If you sleep around, have a different partner every night, or if you have a drug habit, or have sticky fingers - then your straight buddies are going to get the impression that we are "all the same", even though it isn't true. We can to a degree be responsible for our own stereotyping. What we cannot help, is the senseless hatred of some organized groups for us, and the viciousness of the slanderous propaganda they create. What we can, is to know the facts, speak out in the face of bigotry - and know our enemies - rest assured, there is no shortage of them.

One of the things we've noticed and have been working against is the prevailing apathy in the community - this needs to be addressed, so if you want to do anything worthwhile, you could work to raise awareness in your circles. Talk about it, know it, be aware.

SA GLAAD is a non-funded non-profit group. All our efforts have been made at the members own expense and volunteers are scarce (there's that apathy word again). If you were to make an effort to research our activities as SA GLAAD since 2008, you will note that we have been pressuring government to act on local as well as international issues in countries where SA is involved in their domestic affairs. We do our best. Of course, there is nothing stopping you from getting off your ass and wading into the struggle to do better yourself. If you can.
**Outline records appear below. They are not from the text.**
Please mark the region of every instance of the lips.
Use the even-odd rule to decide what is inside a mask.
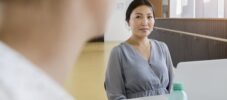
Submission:
[[[140,28],[141,31],[149,31],[149,28]]]

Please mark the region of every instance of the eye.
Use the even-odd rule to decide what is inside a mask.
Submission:
[[[136,18],[138,19],[138,18],[140,18],[140,16],[136,16]]]
[[[148,16],[147,18],[148,18],[148,19],[152,19],[152,18],[153,18],[153,16]]]

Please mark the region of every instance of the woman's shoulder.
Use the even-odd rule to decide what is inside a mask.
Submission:
[[[159,41],[159,40],[155,40],[155,39],[150,39],[151,42],[153,42],[154,44],[161,46],[161,47],[167,47],[166,43],[163,41]]]

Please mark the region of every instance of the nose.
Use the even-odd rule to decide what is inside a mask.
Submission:
[[[147,18],[143,18],[142,21],[141,21],[141,24],[142,24],[143,26],[148,25],[148,19],[147,19]]]

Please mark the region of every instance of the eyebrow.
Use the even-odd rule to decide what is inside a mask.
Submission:
[[[138,15],[143,15],[142,13],[136,13],[136,14],[138,14]],[[148,13],[147,15],[152,15],[152,16],[153,16],[152,13]]]

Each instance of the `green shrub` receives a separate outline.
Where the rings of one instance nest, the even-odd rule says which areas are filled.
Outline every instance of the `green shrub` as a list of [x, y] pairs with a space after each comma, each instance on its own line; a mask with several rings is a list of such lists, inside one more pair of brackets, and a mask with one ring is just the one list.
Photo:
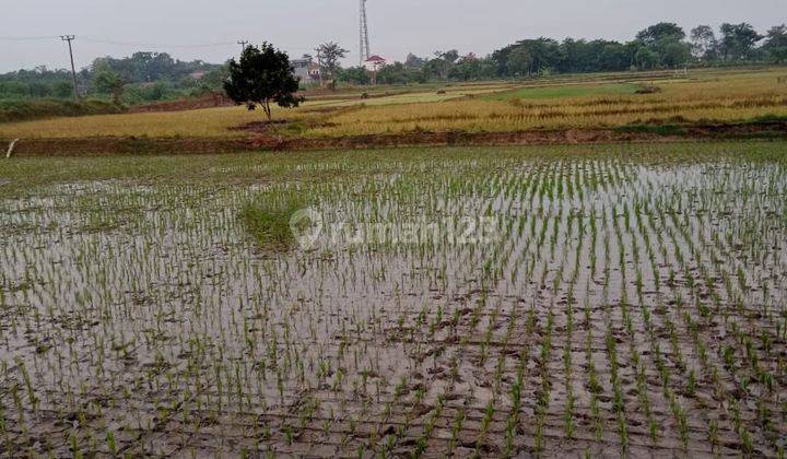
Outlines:
[[117, 114], [124, 111], [110, 102], [85, 99], [80, 102], [49, 98], [0, 101], [0, 122], [27, 121], [62, 116]]

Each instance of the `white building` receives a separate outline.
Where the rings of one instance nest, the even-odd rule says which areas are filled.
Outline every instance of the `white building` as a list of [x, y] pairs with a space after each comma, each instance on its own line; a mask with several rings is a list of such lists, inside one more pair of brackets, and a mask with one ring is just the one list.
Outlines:
[[316, 84], [320, 81], [320, 67], [312, 59], [293, 59], [290, 61], [295, 69], [295, 76], [301, 80], [301, 84]]
[[386, 67], [387, 63], [388, 62], [385, 59], [377, 55], [374, 55], [369, 56], [369, 58], [366, 59], [366, 61], [364, 62], [364, 68], [366, 68], [366, 70], [372, 73], [377, 73], [378, 71], [380, 71], [380, 69]]

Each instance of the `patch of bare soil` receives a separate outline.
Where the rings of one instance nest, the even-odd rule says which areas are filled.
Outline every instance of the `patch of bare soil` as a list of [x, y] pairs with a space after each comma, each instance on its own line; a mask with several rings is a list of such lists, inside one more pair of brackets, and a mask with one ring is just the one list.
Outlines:
[[[787, 139], [787, 121], [671, 126], [658, 129], [645, 125], [633, 129], [565, 129], [518, 132], [406, 132], [342, 138], [286, 138], [271, 132], [283, 123], [251, 122], [236, 130], [246, 139], [204, 138], [82, 138], [21, 139], [14, 156], [103, 155], [103, 154], [211, 154], [238, 151], [297, 151], [373, 149], [397, 146], [554, 145], [621, 142], [672, 142], [686, 140]], [[0, 139], [0, 144], [9, 140]]]
[[199, 98], [187, 98], [179, 101], [158, 102], [155, 104], [131, 107], [129, 113], [161, 113], [161, 111], [184, 111], [198, 108], [225, 107], [233, 105], [233, 102], [222, 94], [205, 94]]

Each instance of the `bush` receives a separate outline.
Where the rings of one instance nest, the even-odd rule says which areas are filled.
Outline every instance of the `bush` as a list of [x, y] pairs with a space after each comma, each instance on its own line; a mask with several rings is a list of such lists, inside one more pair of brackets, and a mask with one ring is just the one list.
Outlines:
[[27, 121], [61, 116], [117, 114], [124, 109], [110, 102], [80, 102], [48, 98], [0, 101], [0, 122]]

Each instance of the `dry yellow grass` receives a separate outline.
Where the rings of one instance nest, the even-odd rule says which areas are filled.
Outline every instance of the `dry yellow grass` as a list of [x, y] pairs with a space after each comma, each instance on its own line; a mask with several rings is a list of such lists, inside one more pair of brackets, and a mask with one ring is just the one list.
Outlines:
[[[787, 84], [778, 81], [785, 75], [785, 69], [698, 71], [692, 72], [689, 80], [655, 79], [661, 89], [657, 94], [592, 95], [592, 91], [588, 91], [587, 96], [538, 101], [484, 97], [512, 87], [532, 86], [533, 82], [516, 86], [510, 82], [454, 84], [445, 86], [445, 94], [437, 94], [435, 86], [365, 101], [360, 99], [360, 94], [346, 94], [344, 98], [307, 102], [298, 109], [277, 108], [274, 116], [312, 126], [303, 133], [307, 137], [415, 130], [502, 132], [669, 120], [733, 121], [764, 115], [787, 116]], [[642, 78], [621, 74], [614, 82], [633, 76]], [[609, 80], [604, 75], [596, 78]], [[594, 83], [592, 78], [580, 75], [576, 80], [561, 78], [542, 84]], [[340, 107], [345, 109], [326, 110]], [[242, 137], [248, 132], [232, 128], [262, 119], [261, 113], [244, 107], [103, 115], [4, 123], [0, 125], [0, 138]]]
People aren't interested in current events - they don't know about groups like the CDA, the ACDP, they don't know how much hate is in them for people like us, or in some surviving Afrikaner nationalist groups. They don't know anything about the lies told by groups like Exodus International, or their involvement in inciting homophobia in Uganda to the edge of genocide - or that they have offices and "ministries" right here in South Africa. They don't know who Errol naidoo is, or Peter Hammond, or the Christian Action Network. They don't care a toss about politics, or what they don't know. They get surprised when they hear of something happening, and angry that "nobody" did or said anything to stop it - whereas if they had been paying attention they would have known about it. Somehow we need to get them interested in affairs that affect them.

The "jol" mentality a.k.a. apathy is a cancer in the Pink Community in SA. And to some people, Pride is all about boozing, and cruising - not about securing our continued civil rights and hard-won pseudo-equality. These people enjoy the rights and privileges they have under the new Constitution - but could care less about protesting against prejudice or making an effort to stand up for themselves - they just expect "somebody else" to do it.
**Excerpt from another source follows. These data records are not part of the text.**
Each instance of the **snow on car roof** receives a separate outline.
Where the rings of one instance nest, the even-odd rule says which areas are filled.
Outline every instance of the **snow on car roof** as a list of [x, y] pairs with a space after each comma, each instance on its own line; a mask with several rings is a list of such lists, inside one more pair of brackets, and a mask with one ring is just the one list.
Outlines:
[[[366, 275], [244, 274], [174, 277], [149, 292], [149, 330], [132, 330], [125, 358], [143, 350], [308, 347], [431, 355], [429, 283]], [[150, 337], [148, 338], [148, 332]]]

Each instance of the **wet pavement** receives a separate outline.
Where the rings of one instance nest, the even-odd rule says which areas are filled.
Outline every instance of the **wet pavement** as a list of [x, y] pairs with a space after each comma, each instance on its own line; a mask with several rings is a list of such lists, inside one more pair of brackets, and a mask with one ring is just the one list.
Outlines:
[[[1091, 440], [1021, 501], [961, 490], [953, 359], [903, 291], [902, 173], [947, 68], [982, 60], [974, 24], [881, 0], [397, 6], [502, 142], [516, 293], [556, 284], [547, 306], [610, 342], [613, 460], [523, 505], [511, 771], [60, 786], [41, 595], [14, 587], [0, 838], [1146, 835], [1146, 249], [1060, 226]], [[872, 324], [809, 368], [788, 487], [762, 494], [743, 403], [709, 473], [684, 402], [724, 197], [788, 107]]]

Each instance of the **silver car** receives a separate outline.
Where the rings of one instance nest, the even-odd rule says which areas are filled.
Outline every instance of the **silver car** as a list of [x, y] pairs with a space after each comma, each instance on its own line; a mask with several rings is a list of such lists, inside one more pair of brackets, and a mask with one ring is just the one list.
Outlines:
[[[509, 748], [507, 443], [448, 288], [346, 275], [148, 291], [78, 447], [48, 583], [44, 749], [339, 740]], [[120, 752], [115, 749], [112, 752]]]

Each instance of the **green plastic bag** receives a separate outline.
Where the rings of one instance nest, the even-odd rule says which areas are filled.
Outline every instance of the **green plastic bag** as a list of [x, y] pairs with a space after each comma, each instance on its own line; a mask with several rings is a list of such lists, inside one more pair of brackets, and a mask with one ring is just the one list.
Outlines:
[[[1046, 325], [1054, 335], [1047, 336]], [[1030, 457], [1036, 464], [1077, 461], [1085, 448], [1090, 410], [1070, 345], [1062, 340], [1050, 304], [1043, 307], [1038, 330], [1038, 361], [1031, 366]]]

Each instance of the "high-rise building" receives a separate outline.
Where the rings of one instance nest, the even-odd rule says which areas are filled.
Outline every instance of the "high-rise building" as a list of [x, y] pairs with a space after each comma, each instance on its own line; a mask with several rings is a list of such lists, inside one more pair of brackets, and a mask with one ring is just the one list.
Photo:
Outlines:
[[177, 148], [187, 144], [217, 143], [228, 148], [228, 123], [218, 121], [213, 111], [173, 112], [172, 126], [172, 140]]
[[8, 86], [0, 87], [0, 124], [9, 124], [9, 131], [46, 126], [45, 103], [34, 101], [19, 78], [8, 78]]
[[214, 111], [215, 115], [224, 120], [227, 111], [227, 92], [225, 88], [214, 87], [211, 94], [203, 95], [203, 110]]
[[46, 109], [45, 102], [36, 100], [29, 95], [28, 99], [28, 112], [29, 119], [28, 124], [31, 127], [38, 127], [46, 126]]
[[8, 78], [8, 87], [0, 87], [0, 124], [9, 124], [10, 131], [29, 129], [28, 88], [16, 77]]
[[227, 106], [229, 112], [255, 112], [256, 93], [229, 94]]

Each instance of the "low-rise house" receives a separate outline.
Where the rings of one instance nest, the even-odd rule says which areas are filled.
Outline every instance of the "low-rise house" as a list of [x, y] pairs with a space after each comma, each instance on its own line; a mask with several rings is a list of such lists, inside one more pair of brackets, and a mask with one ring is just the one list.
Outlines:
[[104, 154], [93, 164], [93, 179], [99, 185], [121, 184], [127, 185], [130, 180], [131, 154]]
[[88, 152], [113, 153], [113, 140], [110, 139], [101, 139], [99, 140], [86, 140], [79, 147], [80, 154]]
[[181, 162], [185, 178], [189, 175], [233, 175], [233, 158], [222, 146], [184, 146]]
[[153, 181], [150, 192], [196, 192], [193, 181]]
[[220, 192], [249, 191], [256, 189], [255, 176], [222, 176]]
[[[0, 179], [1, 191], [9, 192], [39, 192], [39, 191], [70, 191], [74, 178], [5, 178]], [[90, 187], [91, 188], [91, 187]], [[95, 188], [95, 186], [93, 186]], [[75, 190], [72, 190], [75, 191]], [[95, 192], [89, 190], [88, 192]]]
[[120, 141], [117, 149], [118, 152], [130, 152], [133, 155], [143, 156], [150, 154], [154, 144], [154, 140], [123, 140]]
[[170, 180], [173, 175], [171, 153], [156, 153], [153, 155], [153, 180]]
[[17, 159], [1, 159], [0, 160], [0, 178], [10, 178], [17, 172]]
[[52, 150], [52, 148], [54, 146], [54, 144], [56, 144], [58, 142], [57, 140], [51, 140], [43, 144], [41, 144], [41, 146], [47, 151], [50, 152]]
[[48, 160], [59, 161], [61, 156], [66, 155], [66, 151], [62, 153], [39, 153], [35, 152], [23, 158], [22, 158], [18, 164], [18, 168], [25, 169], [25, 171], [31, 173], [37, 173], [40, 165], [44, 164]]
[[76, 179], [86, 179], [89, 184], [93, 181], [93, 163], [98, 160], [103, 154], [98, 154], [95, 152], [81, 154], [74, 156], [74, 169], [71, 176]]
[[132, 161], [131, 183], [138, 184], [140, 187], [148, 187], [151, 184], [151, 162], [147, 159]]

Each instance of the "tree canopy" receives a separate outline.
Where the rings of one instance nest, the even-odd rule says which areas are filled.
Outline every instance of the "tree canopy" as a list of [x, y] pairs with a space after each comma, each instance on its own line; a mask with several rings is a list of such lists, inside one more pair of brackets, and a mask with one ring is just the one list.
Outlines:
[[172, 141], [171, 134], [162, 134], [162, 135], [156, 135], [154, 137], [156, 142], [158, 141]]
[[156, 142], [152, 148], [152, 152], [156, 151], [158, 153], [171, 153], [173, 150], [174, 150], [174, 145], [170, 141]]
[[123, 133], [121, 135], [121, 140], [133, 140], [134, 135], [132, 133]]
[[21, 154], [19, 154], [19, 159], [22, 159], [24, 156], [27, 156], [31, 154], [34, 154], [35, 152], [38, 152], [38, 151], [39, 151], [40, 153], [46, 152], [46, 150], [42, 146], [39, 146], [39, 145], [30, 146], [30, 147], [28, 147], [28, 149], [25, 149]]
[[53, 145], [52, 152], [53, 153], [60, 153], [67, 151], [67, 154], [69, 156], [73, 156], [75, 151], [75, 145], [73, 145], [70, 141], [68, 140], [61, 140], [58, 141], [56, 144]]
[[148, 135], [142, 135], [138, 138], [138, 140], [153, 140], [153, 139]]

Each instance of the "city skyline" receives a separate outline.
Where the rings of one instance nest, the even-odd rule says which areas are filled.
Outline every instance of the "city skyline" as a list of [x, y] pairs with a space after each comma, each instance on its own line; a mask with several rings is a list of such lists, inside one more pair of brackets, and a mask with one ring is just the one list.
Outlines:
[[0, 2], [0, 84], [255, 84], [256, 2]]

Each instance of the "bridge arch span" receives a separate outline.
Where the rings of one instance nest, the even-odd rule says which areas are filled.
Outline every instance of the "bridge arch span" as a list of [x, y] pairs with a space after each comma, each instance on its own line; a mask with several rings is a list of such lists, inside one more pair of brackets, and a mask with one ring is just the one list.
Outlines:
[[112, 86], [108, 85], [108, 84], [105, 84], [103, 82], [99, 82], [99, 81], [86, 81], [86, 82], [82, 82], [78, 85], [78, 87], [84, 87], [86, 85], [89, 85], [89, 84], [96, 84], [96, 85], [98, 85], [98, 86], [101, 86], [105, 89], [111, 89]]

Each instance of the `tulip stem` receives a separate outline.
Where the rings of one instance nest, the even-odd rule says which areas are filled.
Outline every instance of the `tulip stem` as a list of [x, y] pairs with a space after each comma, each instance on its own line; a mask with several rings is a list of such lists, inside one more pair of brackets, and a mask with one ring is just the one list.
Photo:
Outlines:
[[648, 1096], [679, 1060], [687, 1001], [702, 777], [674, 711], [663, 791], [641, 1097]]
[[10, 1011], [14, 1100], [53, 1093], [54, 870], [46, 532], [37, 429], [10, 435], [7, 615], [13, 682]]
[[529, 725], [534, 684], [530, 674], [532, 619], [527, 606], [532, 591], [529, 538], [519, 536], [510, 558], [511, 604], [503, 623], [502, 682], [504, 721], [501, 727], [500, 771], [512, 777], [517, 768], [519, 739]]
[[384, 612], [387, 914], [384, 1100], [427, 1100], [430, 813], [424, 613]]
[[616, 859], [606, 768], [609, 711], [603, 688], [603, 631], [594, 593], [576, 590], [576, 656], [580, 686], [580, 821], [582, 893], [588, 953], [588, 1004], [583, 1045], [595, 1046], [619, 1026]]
Whenever there is a party or event, Pink folks turn up in their thousands - but whenever a protest call is made, barely 50 people will turn up, including press and photographers. If the anti-apartheid struggle had been that poorly supported we would all still be living in the old SA, in the daily terror of being harassed or turned into political criminals with no Constitutional protection. Somehow this needs to be corrected, somehow we need to change that uninterested "let someone else do the hard work" mindset.

Politics and human rights is a numbers game. Who is going to care if only 20 people pitch for a protest?
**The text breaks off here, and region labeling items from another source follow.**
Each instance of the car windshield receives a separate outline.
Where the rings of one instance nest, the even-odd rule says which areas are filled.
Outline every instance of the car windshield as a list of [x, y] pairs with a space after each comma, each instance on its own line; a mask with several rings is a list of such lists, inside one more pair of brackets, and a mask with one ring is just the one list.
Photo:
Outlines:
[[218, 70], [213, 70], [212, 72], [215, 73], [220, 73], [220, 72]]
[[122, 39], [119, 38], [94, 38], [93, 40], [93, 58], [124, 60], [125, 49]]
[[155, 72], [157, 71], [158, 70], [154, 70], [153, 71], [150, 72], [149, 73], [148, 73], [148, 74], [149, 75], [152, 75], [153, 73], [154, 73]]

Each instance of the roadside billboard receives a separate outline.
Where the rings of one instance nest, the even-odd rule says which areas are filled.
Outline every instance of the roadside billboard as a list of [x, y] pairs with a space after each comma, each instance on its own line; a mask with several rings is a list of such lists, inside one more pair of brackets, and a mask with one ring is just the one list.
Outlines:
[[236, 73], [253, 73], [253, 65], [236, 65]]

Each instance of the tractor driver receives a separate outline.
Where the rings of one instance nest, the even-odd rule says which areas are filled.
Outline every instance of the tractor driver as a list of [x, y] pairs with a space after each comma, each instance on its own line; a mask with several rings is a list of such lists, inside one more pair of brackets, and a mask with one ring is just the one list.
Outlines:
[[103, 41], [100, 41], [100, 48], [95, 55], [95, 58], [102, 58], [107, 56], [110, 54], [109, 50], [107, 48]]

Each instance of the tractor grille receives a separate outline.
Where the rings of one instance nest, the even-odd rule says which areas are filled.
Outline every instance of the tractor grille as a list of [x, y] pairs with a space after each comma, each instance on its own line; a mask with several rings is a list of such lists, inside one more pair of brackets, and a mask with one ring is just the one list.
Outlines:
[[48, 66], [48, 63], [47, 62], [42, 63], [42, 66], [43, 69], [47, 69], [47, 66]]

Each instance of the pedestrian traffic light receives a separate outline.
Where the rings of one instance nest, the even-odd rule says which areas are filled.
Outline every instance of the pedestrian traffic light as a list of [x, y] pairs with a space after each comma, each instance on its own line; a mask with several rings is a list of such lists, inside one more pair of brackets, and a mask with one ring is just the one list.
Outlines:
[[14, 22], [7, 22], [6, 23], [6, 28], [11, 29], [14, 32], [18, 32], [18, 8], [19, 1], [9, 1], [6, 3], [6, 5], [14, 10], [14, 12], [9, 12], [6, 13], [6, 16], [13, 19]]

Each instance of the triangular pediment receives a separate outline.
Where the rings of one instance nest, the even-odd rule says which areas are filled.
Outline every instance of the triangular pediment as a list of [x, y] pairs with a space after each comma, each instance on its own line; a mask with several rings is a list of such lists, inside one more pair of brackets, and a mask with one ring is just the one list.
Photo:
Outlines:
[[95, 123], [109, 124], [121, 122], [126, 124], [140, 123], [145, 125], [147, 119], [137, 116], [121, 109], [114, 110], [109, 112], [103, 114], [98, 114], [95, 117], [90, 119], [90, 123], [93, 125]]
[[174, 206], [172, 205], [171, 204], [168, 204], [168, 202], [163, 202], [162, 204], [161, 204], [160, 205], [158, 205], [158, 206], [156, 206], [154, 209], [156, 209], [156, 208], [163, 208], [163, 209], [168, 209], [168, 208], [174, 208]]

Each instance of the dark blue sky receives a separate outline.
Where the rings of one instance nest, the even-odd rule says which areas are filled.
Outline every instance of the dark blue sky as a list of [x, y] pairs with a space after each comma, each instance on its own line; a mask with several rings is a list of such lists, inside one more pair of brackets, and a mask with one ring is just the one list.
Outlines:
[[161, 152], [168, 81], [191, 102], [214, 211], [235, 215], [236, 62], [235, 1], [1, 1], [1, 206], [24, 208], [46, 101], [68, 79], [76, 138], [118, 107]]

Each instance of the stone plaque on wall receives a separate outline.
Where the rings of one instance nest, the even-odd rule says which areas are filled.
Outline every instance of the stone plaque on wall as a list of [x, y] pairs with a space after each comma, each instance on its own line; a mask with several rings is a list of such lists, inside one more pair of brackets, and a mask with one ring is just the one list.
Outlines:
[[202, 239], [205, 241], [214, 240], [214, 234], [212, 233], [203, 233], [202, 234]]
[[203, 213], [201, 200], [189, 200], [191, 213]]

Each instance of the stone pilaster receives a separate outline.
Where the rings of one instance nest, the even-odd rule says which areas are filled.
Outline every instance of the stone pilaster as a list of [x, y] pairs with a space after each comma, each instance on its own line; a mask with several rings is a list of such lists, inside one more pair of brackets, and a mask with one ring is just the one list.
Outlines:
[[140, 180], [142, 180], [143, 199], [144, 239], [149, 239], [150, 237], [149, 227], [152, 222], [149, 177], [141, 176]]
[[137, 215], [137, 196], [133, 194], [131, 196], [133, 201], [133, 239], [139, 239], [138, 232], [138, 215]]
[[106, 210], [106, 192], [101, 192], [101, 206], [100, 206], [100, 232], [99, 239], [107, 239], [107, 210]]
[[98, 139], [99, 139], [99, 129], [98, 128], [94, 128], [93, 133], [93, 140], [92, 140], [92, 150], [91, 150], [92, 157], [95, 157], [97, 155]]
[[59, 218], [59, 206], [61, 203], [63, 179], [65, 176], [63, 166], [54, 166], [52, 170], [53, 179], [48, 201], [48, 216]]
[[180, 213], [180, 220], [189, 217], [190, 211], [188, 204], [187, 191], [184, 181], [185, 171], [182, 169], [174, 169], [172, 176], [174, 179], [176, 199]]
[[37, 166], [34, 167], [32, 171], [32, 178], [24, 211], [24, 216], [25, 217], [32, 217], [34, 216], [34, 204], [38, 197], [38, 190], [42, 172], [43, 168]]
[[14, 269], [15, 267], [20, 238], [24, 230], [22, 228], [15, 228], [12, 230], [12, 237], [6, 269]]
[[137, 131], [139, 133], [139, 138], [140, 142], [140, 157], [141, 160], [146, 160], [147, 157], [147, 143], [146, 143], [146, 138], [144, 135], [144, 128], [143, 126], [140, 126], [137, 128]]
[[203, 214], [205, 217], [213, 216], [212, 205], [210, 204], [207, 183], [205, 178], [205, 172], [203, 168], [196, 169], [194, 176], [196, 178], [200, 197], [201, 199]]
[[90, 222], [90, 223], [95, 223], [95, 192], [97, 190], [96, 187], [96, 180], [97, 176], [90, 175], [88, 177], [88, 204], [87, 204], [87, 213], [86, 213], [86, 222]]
There are loads of issues which the Pink and general communities need to be aware of - "corrective rape", the Jon Qwelane issue, SA's involvement in Uganda, SA's failure to push Zimbabwe to include Pink rights in their new constitution, the inequality in the Civil Unions Act, the impending challenge against Act no 4 of 2000 by Media24, the Protection of Information Bill, homophobia, xenophobia, transphobia, bullying of pink kids in schools, suicides, the lack of general knowledge of Pink issues, what it is to be g,l,b,t or i, anti-gay hate groups running rampant in SA, far-right propaganda, hate-mongering far-right political parties, the risks posed to freedom of expression by the Pornography Bill, the increase in religious fundamentalist influence over government, the number of religious ministers/pastors holding government offices, the threat against secular law and government etc, etc.

It's a mountain, and we need to climb it. Somehow we have to make them see it all. Somehow we have to make them care. Somehow I have to make YOU care.